Compiled & edited by Amjad Jaimoukha

THE AUTHOR: Amjad Jaimoukha's other works include Kabardian-English Dictionary, The Circassians: A Handbook, Grammar of the Kabardian Language, The Cycles of the Nart Epic of the Circassians, Circassian Proverbs and Sayings, Circassian Bibliography, The Chechens: A Handbook, Parlons tcherkesse: Dialecte kabarde (with Michel Malherbe).

According to social scientists, the music of a nation is a reflection of its mores and psyche. It is also an expression of its love for life. Pleasant harmonic music delights the senses of man everywhere, and the Circassians, in spite of imperfection of their music, were charmed and cheered by it. Music was indispensable at festivals as accompaniment to dances and recitals of ancient and traditional poetry, and it certainly livened up their conversations.

Circassian music has always been rich in dance tunes and melodies, which are in general produced by an orchestra, as opposed to a single musician. The solo accordion player producing melodies for the songs and dances is a relatively recent introduction. The rhythm of the music was made to be in tune with the singing words by using different techniques and ad-lib modulations, which also served to adorn the melodies. Generally, dance music was played in 2/2 or 6/8 time with a background chorus (R. Adighe, 1956, p101).

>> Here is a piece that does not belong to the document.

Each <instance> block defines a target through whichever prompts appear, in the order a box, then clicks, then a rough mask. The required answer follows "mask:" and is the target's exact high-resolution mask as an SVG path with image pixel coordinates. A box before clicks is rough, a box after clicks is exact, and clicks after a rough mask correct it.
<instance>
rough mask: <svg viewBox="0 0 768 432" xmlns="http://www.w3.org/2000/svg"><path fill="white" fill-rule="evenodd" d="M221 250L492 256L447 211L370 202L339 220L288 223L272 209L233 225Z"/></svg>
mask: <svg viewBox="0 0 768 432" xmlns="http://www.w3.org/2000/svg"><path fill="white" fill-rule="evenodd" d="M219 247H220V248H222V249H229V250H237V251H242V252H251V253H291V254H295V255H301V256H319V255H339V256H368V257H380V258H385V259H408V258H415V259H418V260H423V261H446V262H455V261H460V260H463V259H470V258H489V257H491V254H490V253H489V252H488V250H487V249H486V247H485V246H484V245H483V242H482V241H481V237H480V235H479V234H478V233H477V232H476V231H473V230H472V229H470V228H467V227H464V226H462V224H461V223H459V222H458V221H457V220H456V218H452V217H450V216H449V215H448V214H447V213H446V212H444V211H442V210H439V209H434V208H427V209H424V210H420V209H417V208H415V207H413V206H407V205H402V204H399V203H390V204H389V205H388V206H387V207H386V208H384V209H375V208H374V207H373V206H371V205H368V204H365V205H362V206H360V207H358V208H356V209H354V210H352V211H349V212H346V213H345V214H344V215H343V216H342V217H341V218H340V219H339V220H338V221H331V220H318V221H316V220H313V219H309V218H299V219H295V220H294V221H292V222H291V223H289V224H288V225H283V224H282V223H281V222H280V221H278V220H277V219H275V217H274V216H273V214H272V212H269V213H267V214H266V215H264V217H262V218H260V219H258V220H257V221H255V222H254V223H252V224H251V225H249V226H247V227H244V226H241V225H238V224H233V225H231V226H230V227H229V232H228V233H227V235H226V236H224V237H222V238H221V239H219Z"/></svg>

Musical lore had been preserved by minstrels by oral transmission until the 1940s, when the process of collection and recording was started in earnest in a systematic manner. By the 1970s, much of the music and songs had been collected and preserved. Some songs commemorate events that go back to the fourth century AD. According to the Soviet (Russian) composer M. F. Gnesin (1937, p30), ‘The musical art of the Circassians is very versatile and lively. It gives the impression of being the whole legacy of a rather sublime culture.’

Collection of music and songs started in the 19th century. However, systematic work only began in the Soviet period when many song collections were published. Books on history of Circassian music were also issued, toeing the line of communist historiography. Nevertheless, they remain seminal works indispensable in the study of Circassian music.